Fiesta Klub Polska


Poprzedni temat «» Następny temat

Tagi tematu: Brak tagów.

nie odpala
Autor Wiadomość
nicor999
[Usunięty]

Wysłany: 1 Kwi 2008, 21:03   nie odpala

witam

mam problem z fiesta otoz nie chce mi odpalic. a oto cala historia:

pojechalem na stacje rano zeby zatankowac paliwo. rano odpalil normalnie. zalalem poszedlem zaplacic wracam i po przekreceniu kluczyka nic sie nie zapalilo. mowie moze cos nie tak. otwieram maske poruszalem kablami przy akumulatorze i po ponownym przekreceniu kluczyka zaplily sie kontrolki ale po probie odpalenia mam tylko cykniecie i nic nie odpala. kontrolki nie gasna. kilka razy tak probowalem i niestety caly czas to samo tylko cykniecie i to wszystko. prosze o pomoc bo samochod stoi pod stacja i nie wiem czy da rade to zrobic na miejscu czy musze go przetransportowac?

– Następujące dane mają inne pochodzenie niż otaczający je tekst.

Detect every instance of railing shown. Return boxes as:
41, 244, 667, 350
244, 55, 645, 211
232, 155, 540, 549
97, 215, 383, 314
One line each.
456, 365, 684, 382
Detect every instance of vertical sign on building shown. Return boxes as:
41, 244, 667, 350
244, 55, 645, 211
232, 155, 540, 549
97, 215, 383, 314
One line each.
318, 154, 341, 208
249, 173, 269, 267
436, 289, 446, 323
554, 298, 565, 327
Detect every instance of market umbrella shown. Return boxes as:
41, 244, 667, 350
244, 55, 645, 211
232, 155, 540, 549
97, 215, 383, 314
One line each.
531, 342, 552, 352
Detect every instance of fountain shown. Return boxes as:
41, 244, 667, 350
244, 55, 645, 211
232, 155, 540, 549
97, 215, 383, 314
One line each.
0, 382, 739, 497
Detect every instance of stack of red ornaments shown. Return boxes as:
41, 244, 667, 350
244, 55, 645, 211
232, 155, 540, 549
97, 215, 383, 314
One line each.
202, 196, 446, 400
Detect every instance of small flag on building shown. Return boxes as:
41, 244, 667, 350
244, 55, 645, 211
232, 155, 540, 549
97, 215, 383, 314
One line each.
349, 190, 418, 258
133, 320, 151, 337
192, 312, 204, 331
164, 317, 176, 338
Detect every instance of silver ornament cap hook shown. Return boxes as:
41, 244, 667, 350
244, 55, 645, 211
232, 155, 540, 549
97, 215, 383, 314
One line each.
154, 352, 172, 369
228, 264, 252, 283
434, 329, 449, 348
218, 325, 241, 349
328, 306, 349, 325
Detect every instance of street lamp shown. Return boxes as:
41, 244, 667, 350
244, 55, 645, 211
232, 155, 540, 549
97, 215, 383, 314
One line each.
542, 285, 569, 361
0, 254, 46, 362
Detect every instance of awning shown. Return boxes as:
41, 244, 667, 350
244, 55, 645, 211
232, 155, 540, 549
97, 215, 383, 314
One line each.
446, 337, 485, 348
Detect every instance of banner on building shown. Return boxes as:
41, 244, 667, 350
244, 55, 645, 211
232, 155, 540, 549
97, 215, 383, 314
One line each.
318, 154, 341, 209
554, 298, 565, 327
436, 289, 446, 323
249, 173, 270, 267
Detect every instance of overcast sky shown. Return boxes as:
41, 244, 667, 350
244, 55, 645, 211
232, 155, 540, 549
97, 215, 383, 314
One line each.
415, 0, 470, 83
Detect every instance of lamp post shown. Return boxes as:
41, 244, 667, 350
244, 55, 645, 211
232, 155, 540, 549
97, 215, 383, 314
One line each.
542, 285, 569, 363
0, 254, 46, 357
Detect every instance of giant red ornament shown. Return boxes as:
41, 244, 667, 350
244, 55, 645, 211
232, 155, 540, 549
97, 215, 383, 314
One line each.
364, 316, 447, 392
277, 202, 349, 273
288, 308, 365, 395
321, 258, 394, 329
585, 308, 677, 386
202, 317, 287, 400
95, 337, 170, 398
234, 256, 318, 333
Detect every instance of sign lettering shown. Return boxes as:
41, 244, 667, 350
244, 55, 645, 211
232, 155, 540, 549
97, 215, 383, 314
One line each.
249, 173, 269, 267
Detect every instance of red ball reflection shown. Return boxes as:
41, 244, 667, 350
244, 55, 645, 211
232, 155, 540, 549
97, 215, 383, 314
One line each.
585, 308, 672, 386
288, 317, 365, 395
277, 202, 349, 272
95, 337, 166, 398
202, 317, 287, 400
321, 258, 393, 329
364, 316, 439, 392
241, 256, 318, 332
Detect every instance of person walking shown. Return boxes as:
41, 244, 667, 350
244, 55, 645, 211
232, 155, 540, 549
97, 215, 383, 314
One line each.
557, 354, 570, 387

acha bezpieczniki posprawdzalem i sa w pozadku

wielkie dzieki
 
 
Peedro 
Klubowicz


Model: Inne auto
Wersja: Inna
Silnik: Inny
Imię: Paweł
Wiek: 36
Dołączył: 14 Wrz 2007
Posty: 3057
Skąd: Mystków
Wysłany: 1 Kwi 2008, 21:10   

Przy maluchu jak sie mi tak działo to sie szczotki w rozruszniku zawieszały <8> skoro sie kontrolki świecą to na pych powinien zapalić :)
_________________
"Jeżeli wydaje ci się, że wszystko działa dobrze, na pewno coś przeoczyłeś."

Żaba - RIP
Profil Facebook
 
 
 
portos 

Model: Ford Fiesta Mk3`95
Wersja: CLX
Silnik: 1.3i/60KM
Dołączył: 28 Gru 2007
Posty: 45
Skąd: Kiekrz
Wysłany: 1 Kwi 2008, 21:39   

nicor999, W mojej efce opisane zjawisko = padnięty akumulator; nie tak dawno przerabiałem. :)
 
 
Longman
[Usunięty]

Wysłany: 1 Kwi 2008, 23:12   

Możliwe,że padł Ci automat rozrusznika.Całkiem niedawno miałem coś podobnego,a raczej moja kobitka.Pojechała do lekarza,a gdy ponownie chciała odpalić-padaka.
Jeśli w trakcie rozruchu rozrusznik tylko tyka,to całkiem możliwe,że właśnie to jest wina automatu,co nie wyklucza opcji kolegi portosa
 
 
Yankes 


Model: Ford Fiesta Mk3`91
Wersja: S
Silnik: 1.4i/71KM
Wiek: 40
Dołączył: 04 Cze 2007
Posty: 181
Skąd: Toruń / R2
Wysłany: 2 Kwi 2008, 10:44   

Ja mialem to samo i padl alternator.
Więc masz dwie rzeczy do wyboru badz alternator badz rozrusznik
_________________
LIVE FAST DIE YOUNG
CARPE DIEM
 
 
 
ic3ek 

Model: Ford Fiesta Mk3`92
Wersja: CLX
Silnik: 1.6i/104KM
Dołączył: 06 Lut 2008
Posty: 61
Skąd: Poznań
Wysłany: 2 Kwi 2008, 11:04   

:ra: Jeśli przekręcisz w pozycje rozruch kluczk i słyszysz tylko pykniecie ,a kontrolki sie swiecą normalnie nie przygasają, to bedziesz miał uszkodzony rozrusznik. "szczotki"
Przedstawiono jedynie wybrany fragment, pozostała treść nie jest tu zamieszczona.